Francqui Inaugural Lecture Rens Bod

Quo Vaditis Humanities?

The idea that the humanities and the sciences are, and have always been, separate is as much alive as ever. It structures the entrenched organization of the university; it is taken for granted in academics' everyday thinking. And yet it is wrong. It fails to fit the practice and the organization of scholarship prior to 1900, when Dilthey, Windelband and other German thinkers began to call the sciences ‘law-establishing’ (‘nomothetic’) as opposed to the allegedly ‘idiographic’ humanities. It fails likewise to fit what happened in their own time, and what has happened ever since. 

In my inaugural lecture I will discuss shared methods, practices and virtues in the humanities and the sciences and I will show how they have migrated across disciplines.

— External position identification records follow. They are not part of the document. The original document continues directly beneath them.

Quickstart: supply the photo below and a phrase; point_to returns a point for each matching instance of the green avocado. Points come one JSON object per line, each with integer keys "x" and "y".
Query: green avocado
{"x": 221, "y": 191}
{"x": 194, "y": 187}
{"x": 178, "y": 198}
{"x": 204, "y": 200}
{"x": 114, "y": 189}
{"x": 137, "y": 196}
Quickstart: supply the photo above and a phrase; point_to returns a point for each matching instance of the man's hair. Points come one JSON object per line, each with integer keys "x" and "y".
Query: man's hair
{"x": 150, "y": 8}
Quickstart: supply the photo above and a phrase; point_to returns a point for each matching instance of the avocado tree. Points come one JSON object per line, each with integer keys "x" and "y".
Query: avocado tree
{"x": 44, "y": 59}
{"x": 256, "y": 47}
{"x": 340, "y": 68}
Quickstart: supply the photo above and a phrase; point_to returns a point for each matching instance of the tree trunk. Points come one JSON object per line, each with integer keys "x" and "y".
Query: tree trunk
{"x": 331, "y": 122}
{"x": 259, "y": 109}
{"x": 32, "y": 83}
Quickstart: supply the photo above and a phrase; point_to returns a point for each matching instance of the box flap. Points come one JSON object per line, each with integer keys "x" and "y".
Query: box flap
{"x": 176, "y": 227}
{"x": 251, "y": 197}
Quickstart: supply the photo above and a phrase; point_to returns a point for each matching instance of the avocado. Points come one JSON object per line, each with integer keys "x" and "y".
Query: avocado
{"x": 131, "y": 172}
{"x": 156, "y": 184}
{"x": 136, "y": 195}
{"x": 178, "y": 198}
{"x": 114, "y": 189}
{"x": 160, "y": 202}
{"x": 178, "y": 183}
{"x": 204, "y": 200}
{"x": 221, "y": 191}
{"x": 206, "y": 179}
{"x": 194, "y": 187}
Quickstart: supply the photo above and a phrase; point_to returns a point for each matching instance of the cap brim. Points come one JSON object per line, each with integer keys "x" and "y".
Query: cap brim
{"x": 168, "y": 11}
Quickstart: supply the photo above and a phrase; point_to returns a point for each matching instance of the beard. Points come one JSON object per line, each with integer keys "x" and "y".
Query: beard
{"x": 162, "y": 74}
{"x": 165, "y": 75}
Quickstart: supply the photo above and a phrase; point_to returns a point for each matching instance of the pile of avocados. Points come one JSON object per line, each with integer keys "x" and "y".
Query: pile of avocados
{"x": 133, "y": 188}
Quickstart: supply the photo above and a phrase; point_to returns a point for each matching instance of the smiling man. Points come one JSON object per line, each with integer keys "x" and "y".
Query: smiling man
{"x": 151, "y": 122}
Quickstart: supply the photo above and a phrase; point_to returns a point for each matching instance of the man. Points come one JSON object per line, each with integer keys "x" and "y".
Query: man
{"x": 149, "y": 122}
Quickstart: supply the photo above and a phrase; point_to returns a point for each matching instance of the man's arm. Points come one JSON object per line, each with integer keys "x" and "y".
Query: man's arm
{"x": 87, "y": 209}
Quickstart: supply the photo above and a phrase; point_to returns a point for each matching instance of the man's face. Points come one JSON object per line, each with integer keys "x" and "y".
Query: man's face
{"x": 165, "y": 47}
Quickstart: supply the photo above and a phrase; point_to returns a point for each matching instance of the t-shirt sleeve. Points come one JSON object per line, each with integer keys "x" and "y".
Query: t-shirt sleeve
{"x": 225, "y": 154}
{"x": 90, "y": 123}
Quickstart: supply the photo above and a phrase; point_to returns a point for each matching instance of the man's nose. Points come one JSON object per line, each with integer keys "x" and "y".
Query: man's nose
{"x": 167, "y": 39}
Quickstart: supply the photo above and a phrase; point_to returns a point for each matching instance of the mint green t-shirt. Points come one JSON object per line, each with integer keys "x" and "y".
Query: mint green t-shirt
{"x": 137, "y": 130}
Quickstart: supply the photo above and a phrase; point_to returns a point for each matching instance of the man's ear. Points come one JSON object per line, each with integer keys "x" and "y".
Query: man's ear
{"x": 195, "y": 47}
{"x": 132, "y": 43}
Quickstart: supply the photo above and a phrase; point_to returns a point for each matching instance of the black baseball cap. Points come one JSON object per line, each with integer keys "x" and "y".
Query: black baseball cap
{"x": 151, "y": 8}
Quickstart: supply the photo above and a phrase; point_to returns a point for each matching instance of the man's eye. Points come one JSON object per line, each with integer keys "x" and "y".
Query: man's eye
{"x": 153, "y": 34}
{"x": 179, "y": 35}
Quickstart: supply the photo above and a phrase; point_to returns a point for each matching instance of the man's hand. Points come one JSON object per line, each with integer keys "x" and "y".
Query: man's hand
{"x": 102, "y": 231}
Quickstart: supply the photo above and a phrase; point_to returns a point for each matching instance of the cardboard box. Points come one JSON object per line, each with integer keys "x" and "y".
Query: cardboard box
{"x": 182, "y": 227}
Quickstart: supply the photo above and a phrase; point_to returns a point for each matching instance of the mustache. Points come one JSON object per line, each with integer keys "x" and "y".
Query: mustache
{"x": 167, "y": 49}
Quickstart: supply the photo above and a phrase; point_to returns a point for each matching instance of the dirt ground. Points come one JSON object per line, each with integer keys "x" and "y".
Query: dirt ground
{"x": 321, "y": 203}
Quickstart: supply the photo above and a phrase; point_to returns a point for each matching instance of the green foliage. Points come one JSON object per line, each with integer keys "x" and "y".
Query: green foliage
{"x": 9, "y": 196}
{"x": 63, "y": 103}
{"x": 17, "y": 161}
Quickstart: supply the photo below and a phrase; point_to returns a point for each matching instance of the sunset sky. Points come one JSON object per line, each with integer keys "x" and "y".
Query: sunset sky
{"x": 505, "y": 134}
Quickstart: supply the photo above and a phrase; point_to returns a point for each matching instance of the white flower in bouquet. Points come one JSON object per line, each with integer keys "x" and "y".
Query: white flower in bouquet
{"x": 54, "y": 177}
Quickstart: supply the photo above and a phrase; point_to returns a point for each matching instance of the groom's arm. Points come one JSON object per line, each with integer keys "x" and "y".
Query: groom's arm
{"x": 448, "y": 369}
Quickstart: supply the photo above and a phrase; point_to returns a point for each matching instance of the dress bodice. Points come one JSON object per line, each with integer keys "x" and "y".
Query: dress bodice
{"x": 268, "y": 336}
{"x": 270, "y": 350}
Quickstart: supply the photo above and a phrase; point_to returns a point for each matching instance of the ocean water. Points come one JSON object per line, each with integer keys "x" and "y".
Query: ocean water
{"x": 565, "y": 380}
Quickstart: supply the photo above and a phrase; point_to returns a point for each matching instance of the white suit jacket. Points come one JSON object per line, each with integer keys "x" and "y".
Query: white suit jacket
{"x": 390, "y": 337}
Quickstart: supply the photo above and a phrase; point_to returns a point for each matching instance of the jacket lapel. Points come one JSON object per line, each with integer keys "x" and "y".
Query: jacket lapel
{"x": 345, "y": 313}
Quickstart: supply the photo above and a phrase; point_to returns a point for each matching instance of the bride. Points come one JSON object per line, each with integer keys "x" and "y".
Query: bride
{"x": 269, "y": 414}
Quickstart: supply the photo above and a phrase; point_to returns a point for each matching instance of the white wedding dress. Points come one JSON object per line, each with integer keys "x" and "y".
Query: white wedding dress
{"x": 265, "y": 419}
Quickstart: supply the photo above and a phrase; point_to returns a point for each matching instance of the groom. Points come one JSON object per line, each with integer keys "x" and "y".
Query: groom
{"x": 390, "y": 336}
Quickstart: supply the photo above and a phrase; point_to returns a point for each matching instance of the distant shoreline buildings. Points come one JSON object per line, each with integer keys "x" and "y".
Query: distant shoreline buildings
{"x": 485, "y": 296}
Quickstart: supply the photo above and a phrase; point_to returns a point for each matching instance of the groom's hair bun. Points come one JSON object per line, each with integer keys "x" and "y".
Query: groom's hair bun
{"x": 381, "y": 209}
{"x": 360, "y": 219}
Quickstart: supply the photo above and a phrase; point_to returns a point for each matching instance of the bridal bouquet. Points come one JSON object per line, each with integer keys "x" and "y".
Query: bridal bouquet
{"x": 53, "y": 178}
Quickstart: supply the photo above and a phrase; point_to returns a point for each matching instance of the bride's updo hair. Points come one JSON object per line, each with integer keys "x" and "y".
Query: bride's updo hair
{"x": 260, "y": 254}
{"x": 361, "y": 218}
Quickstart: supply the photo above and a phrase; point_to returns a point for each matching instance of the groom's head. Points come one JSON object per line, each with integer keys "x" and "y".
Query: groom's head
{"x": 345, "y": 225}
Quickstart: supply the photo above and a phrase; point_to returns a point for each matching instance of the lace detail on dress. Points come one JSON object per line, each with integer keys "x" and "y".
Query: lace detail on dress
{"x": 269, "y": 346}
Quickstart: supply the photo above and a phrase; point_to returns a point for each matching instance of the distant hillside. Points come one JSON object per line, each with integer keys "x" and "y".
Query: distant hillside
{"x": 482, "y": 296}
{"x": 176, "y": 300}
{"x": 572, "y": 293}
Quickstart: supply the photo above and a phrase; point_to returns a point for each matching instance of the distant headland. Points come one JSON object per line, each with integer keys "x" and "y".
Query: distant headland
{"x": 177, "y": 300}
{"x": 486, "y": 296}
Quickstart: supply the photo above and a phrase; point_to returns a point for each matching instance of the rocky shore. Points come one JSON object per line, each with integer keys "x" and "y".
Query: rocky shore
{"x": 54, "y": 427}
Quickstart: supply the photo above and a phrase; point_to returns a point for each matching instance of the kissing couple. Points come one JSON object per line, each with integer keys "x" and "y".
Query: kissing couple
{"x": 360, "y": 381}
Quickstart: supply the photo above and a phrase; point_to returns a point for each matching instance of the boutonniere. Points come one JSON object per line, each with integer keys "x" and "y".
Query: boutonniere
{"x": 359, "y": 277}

Thus linguists developed grammar formalisms that were used in designing the first programming languages, geneticists developed tools that were (also) applied to philological text reconstruction, and historians developed source-critical methods that are used in forensic science and other fields. These and other interactions suggest that virtues like formalization and precision transcend disciplinary boundaries. I will put these interactions in the wider frame of past and current thinking about the relationship between the humanities and the sciences, and argue that we need to rethink afresh the idea of the unity of disciplines and the future of the humanities.